2017 CIT ASO HonoreesCIT program coordinator Justin Wise joined Mayor Allison Silberberg, Deputy City Manager Debra Collins, Sheriff Dana Lawhorne, Police Chief Michael Brown, and Liz Wixson of the Department of Community and Human Services (DCHS) in recognizing several public safety honorees as well as the accomplishments of the entire CIT program.

Deputy Terri Reed was named “CIT Deputy of the Year” for her consistent dedication to assisting inmates with acute mental health needs. In one case she took decisive action to protect an inmate when he informed her that he was hearing voices directing him to kill himself. In another Deputy Reed took the time to calm and get to know an inmate who was struggling to adapt to being incarcerated after recently having lost her husband.

Desha Hall-Winstead, who coordinates pre-trial and local probation services, was part of the team to receive the “CIT Intervention of the Year” award for handling a particularly challenging case. Other team members were Michelle Albert, Jail Diversion Team Leader; Police Officer Rachel Shockey; Chief Magistrate Adam Willard; CIT Coordinator Justin Wise; and Lieutenant Ryan Morgan with Fairfax County Police. The team assisted an Alexandria resident get transported from Fairfax back to Alexandria to receive treatment after she overdosed on heroin twice in two days. The team came up with a plan for supervised release into the community despite felony drug charges. To date the individual has successfully completed several short-term programs and is currently living in supported housing while participating in treatment.

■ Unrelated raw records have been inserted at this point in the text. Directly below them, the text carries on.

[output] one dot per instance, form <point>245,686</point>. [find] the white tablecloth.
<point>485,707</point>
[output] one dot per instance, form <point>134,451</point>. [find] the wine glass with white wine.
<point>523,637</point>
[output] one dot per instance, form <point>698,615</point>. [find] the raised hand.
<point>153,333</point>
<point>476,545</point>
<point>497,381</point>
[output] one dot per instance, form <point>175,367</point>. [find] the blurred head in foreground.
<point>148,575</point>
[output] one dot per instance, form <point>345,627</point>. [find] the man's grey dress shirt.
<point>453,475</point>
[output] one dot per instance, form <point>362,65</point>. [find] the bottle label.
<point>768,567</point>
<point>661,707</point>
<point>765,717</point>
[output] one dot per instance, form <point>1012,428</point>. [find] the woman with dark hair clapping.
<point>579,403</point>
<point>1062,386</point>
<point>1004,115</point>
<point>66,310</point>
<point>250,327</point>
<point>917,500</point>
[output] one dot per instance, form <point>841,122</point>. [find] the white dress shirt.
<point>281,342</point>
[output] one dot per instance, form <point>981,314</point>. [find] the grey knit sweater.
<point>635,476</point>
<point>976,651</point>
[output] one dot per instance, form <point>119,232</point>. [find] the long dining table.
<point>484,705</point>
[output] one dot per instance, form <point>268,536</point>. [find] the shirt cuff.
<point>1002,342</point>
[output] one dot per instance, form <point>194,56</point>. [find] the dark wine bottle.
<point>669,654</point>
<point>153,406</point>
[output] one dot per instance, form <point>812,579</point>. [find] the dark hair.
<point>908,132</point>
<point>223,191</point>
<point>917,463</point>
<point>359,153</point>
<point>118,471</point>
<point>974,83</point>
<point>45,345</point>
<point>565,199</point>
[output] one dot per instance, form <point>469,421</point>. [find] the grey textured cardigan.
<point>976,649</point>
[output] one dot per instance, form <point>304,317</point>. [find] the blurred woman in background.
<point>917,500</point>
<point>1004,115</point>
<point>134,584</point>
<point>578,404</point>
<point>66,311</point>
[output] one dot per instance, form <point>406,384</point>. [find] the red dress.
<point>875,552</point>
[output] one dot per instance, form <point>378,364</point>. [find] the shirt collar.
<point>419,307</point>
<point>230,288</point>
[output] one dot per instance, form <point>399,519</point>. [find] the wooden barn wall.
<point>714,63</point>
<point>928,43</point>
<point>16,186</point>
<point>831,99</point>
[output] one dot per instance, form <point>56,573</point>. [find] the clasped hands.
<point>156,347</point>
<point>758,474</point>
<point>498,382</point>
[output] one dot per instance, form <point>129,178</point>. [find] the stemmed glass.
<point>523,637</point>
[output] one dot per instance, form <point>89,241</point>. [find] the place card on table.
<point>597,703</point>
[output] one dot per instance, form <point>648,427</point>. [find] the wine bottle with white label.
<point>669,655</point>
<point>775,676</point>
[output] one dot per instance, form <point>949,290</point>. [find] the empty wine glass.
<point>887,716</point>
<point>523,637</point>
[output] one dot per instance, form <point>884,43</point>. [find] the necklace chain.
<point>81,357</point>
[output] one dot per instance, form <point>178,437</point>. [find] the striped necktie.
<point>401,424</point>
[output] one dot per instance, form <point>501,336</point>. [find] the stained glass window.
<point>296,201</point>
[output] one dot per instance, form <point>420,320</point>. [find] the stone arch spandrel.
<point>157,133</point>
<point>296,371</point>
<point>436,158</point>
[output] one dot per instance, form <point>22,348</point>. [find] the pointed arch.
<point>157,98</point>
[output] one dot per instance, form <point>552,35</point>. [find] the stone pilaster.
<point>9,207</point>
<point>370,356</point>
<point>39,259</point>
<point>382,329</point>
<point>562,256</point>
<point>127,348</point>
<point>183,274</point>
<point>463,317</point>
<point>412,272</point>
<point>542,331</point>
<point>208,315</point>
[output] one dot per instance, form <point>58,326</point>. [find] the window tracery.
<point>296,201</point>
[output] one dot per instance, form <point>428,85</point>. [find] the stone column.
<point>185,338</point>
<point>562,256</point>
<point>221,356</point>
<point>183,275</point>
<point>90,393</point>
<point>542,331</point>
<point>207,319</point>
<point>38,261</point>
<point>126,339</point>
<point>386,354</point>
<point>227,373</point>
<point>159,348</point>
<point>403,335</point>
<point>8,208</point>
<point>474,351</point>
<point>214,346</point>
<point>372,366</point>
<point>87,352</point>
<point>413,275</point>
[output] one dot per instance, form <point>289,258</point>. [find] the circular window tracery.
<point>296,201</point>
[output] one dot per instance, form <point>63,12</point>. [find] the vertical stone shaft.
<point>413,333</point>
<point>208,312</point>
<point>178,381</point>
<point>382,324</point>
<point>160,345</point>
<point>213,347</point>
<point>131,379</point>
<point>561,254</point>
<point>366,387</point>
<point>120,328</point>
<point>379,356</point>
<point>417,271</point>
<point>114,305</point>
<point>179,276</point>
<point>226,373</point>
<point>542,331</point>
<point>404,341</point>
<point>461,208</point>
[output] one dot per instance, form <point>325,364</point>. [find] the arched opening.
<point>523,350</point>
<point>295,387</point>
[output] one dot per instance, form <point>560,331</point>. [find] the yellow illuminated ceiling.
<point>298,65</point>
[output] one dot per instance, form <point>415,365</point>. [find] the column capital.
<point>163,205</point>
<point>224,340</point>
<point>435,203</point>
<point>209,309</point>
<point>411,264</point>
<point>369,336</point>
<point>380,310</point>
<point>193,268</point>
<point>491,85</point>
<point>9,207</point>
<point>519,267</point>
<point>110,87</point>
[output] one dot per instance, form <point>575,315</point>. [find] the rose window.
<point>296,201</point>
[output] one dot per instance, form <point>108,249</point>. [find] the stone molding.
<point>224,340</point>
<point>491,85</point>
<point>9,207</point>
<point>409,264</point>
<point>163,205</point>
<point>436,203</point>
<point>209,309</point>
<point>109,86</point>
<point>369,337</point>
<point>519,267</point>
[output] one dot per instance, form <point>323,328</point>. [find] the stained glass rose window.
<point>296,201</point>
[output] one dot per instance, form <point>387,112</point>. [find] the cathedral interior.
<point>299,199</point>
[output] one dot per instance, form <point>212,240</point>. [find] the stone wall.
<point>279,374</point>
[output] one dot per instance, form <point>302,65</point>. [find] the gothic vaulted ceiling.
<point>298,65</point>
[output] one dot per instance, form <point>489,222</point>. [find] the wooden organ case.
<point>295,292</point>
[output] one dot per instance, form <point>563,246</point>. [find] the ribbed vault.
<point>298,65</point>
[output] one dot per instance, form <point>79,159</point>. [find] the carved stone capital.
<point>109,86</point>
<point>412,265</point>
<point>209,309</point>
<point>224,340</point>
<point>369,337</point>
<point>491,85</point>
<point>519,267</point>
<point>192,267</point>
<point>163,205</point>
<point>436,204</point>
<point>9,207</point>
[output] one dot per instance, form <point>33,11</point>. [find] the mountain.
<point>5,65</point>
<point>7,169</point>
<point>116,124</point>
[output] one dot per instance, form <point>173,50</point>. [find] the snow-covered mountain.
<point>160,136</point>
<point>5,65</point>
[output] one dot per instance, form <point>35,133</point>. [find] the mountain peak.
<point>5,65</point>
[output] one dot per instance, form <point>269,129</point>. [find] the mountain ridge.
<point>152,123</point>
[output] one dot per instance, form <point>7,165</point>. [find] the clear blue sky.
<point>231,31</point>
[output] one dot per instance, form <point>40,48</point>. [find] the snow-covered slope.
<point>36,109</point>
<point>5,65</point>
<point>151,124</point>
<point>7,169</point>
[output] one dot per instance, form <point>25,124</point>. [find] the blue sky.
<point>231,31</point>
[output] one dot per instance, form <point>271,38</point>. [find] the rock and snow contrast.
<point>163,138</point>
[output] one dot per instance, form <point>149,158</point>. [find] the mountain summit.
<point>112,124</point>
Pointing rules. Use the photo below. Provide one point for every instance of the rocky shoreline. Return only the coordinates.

Code Inspector Victor Purchase was named “Code Inspector of the Year” for his persistence in engaging an isolated, mentally ill homeowner who was not taking care of his property or himself. Inspector Purchase went so far as to track down the individual’s family in order to get the man the help he needed. It is likely the individual would have died on multiple occasions without Inspector Purchase’s intervention.

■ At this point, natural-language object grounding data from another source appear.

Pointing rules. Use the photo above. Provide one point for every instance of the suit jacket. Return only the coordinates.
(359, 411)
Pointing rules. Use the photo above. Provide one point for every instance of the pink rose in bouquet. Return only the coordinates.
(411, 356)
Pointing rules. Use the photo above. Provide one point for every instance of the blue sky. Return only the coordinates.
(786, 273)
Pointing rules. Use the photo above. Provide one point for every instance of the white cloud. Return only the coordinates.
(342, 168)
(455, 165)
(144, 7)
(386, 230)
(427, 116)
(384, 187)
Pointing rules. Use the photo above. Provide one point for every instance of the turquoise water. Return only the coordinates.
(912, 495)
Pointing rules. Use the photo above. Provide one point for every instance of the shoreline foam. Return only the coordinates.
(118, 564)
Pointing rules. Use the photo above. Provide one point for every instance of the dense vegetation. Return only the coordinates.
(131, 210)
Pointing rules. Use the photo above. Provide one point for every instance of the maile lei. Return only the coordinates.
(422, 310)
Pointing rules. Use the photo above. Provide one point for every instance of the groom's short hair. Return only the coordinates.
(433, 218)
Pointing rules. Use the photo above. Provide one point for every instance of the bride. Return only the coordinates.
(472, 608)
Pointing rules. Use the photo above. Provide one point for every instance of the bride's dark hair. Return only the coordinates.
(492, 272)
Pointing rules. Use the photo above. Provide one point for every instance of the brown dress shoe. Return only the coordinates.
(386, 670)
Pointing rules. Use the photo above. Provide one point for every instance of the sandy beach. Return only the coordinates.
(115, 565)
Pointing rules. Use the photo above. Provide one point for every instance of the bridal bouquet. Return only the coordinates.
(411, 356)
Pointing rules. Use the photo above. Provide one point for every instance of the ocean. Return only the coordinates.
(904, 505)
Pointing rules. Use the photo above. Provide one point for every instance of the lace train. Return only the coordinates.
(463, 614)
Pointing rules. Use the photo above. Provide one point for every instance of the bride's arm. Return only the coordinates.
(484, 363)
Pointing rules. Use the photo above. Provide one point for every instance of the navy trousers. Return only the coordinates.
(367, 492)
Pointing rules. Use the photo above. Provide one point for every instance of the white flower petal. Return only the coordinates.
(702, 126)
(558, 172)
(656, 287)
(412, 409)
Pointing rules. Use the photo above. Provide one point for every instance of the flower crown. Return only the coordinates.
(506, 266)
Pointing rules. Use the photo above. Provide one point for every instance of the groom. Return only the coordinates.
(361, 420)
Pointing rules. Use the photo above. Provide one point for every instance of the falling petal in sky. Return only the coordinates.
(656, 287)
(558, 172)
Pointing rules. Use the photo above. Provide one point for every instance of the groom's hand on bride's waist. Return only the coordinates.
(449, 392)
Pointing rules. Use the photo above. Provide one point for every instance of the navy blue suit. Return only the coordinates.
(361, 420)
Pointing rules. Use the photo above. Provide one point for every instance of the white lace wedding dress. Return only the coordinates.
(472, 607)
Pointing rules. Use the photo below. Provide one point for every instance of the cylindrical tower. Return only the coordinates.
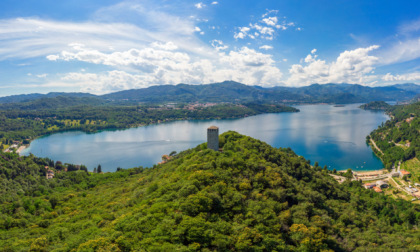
(213, 138)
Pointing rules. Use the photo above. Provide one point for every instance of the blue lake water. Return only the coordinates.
(333, 136)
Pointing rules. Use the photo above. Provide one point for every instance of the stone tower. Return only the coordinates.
(213, 138)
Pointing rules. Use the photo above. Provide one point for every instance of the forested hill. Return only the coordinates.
(249, 197)
(230, 91)
(399, 138)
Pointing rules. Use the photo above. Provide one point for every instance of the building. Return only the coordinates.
(395, 174)
(50, 174)
(213, 138)
(404, 173)
(369, 185)
(377, 189)
(381, 184)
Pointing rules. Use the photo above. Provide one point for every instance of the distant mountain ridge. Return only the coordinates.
(230, 91)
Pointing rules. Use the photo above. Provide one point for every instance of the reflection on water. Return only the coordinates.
(333, 136)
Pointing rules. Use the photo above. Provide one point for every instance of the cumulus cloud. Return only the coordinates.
(353, 66)
(164, 64)
(243, 32)
(199, 5)
(218, 45)
(266, 27)
(401, 51)
(266, 47)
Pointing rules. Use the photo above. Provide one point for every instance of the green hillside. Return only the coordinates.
(399, 138)
(249, 197)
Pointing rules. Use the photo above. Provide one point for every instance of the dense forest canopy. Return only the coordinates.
(399, 138)
(249, 197)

Officer Jenifer Ashcroft was named “CIT Officer of the Year” for her intervention with a suicidal juvenile. She was able to calm the juvenile using CIT techniques and learned that in addition to her current suicidal thoughts she had suffered sexual abuse that she had never told anyone about. Officer Ashcroft was able to get the juvenile psychiatrically evaluated and assisted in reporting the sexual abuse.

In addition, Chief Magistrate Adam Willard received special recognition for his efforts to ensure that potential offenders needing mental health services are diverted from jail when appropriate. Michelle Albert and Police Sergeant Dan Schultz were also recognized for their contributions in managing the CIT program over the past two years.

CIT was developed in collaboration with the DCHS, Police Department and Sheriff’s Office to help improve staff interactions with persons with mental illness and substance use disorders. Since the program began in 2010, more than 500 first responders have completed CIT training.

Above: Sheriff Dana Lawhorne, Desha Hall-Winstead of ACJS, Deputy Terri Reed and Mayor Allison Silberberg at the 2017 CIT awards luncheon.